Block 33 is strewn with broken bricks and cigarette butts left by the construction workers who park there before crossing the streetcar tracks to work on the 30-story Mirabella "stylish senior living" tower. The tram glides gracefully overhead.

Not only did the city scrap its plans for 400 affordable housing units on Block 33, but the Portland Development Commission (PDC) voted on February 24 to sell the lot for a loss. PDC hopes to take the cash from the sale and direct it toward another promised affordable housing project in South Waterfront.

The North Macadam Urban Renewal Area housing plan aimed to develop a minimum of 788 units of affordable housing in the new neighborhood south of downtown. Though developers have built 1,900 housing units in South Waterfront, to this date zero of them are the subsidized, affordable units the city promised.

"I can't explain the past 11 years. What I can tell you is that Block 33 would have been prohibitively expensive," says Portland Housing Bureau Director Margaret Van Vliet. She hopes to take the money from the sale of the flopped Block 33 and direct it toward development of 200 affordable housing units at another lot, Block 49—as soon as possible.

"I am very intent on getting some affordable housing in that district," she says.

In 2005, PDC paid an investment group $3 million for "air rights" to develop a 400-unit apartment complex on top of a parking garage that Oregon Health and Science University (OHSU) planned to build on the Block 33 plot of land near the base of the tram. The city also paid OHSU $3 million to reserve parking spots in that planned garage for apartment residents.

But OHSU's garage plan stalled and the cost of building an apartment complex on top of the garage turned out to be $4 million more expensive than PDC originally thought. So PDC has voted to sell its $3 million air rights to OHSU for $1 million, plus the promise that if OHSU sells Block 33 in the next seven years, the city will collect 25 percent of the proceeds (up to $2 million). OHSU will also refund the $3 million check for reserving parking spaces.

The sale of Block 33 did not go unnoticed. The League of Women Voters, which has sat in on North Macadam meetings since the district became an urban renewal area in 1999, penned a harsh letter to the city saying the area was becoming an "enclave for the wealthy."

"I'm worried that 11 years have gone by and there are no plans for affordable housing," says League of Women Voters member Debbie Aiona. "I wonder how big a priority this is for the city."

The simple story about the missing affordable housing is that the city's economic plan for the area was a disaster. PDC prioritized funding projects like condo towers that were supposed to generate tax revenue, and planned to use that new money to construct parks and affordable housing. But the market crashed.
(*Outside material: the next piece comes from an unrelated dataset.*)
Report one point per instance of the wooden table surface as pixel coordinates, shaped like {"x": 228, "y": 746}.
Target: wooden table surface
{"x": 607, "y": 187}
Instead of making money for the area, developers of South Waterfront's new glass-and-steel buildings are desperately lowering prices and several big projects have never materialized.

"The end result was fewer resources for affordable housing that's now, due to land and construction cost escalation, more challenging to build," says Dee Walsh, the executive director of low-income housing developer REACH who served on the area's urban renewal advisory committee three years ago. "The strategy backfired, and at the end of the day, there has yet to be an affordable housing unit built."

Condo prices in the South Waterfront and city center have dropped almost 16 percent since October 2008, according to Tom Heinicke, who runs insider real estate site Agent503.com.

PDC Central City Manager Lisa Abuaf says development in South Waterfront has been held up by the difficulty of getting loans in post-crash Portland. "Over the past five years, it's much more difficult to get affordable housing built," says Abuaf. "But at the end of the day, it's our charge to make the market build something it normally would not."